Seus sermões e cartas ainda hoje são objetos de estudo nas universidades. Leandro Garcia, doutor brasileiro em Ciência da Religião e professor na Universidade Federal de Minas Gerais, esteve em Cabo Verde em dezembro para o lançamento de um livro que ajudou a organizar e que, além da presença do Brasil naquele país, aborda a passagem do missionário por Cabo Verde.
“Vários projetos de arquitetura em Cabo Verde são do nosso arquiteto Oscar Niemayer, o nosso cantor Tom Jobim fez várias parcerias com cantores de Cabo Verde... E, de uma forma muito longínqua, no séc. XVII, o Padre Antônio Vieira, nosso grande missionário, numa viagem entre Portugal e o Brasil, exatamente no Natal de 1652, fez uma parada em Cabo Verde porque o navio dele foi atacado por piratas. E, nisso, a frota foi desviada até Cabo Verde, onde passou um mês por lá, período em que escreveu uma série de cartas, chamadas Cartas de Cabo Verde.”
O prof. Leandro, então, analisa essas dez grandes correspondências do jesuíta num ensaio publicado na edição diplomática da Embaixada Brasileira em Cabo Verde:
“Essas cartas são de importância histórica para a história de Cabo Verde e para a história inclusive da língua portuguesa difundida em Cabo Verde. Isso porque ele escreve para o bispo do Japão na época, que era jesuíta; para o superior da Companhia de Jesus, em Roma; para o superior provincial que estava em Lisboa. Esses três destinatários ficaram sabendo como era Cabo Verde, ou seja: aspectos humanos, de antropologia, de fé, de sincretismo religioso, do apreço pela música. Tudo narrado minuciosamente por Pe. Vieira nessas cartas que são imensas, de 20 páginas. Os primeiros grandes documentos sobre Cabo Verde são as cartas de Pe. Vieira.”

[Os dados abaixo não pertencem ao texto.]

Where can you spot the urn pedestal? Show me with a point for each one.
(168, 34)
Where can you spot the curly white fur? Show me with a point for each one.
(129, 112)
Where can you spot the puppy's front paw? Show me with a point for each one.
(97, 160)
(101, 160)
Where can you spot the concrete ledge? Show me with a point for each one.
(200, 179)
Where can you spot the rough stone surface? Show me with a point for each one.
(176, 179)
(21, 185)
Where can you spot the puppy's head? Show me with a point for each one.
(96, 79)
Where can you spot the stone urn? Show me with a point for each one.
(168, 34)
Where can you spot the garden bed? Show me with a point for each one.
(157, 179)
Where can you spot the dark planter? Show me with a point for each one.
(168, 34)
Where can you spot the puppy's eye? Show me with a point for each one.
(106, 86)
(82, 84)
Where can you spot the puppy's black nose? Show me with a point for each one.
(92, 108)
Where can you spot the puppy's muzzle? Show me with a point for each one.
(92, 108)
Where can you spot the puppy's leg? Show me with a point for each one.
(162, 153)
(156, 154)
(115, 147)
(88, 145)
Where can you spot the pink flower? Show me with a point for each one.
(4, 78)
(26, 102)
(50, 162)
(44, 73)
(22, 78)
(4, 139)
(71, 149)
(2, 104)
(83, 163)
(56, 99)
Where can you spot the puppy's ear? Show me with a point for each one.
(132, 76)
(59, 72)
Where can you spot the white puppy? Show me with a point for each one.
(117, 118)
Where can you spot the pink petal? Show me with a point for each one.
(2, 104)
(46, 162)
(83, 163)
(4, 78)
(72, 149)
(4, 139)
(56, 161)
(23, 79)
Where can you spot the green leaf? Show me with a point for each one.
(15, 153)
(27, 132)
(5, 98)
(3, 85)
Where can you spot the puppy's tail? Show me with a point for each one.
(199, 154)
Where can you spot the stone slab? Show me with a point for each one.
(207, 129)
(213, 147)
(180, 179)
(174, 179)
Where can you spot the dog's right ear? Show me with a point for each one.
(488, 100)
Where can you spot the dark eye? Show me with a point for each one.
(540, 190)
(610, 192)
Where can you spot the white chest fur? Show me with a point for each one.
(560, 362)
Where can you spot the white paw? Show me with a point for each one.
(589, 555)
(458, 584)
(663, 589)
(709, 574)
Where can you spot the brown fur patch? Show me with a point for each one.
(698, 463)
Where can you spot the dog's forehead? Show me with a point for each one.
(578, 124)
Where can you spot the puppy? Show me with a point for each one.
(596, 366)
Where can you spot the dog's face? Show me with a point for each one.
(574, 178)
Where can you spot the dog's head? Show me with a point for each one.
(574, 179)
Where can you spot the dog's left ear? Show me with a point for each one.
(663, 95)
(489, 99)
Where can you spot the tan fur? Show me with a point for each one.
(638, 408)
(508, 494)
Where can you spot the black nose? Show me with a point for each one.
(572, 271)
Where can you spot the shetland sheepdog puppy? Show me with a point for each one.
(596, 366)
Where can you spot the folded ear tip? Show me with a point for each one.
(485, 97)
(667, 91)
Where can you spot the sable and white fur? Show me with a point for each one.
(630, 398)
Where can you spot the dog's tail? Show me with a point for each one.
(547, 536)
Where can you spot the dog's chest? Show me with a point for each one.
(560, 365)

Além do lançamento da obra, o prof. Leandro também ministrou o curso “Epistolografia com Literatura” na universidade local (UNI-CV) sobre a presença do catolicismo na literatura brasileira e deu uma palestra sobre a presença de Pe. Vieira em Cabo Verde (“Antônio Vieira e o Mundo Colonial – entre o Brasil e Cabo Verde”).
“Para mim é uma das mais ricas expressões literárias que tivemos no Brasil e em Portugal, porque há uma certa briga entre os portugueses e os brasileiros a quem ele pertence. Eu vou chamá-lo de autor brasileiro porque 90% da produção literária dele foi no Brasil. E os sermões do Pe. Vieira são únicos! O Pe. Vieira, cronologicamente, está dentro do universo barroco e o pensamento dele é um pensamento muito complexo, muito marcado pelo ‘conceptismo’, que é um jogo de ideias, contrárias, pra se chegar a um denominador comum – isso é muito típico do barroco. Toda ‘sermonística’ do Pe. Vieira, que é um gênero da literatura, através dos sermões barrocos, e a epistolografia, ou seja, as cartas dele, são marcados por esse pensamento complexo, próprio do tempo dele. Isso porque o barroco não é a linearidade, o barroco é a complexidade não só de pensamento, mas artística também.”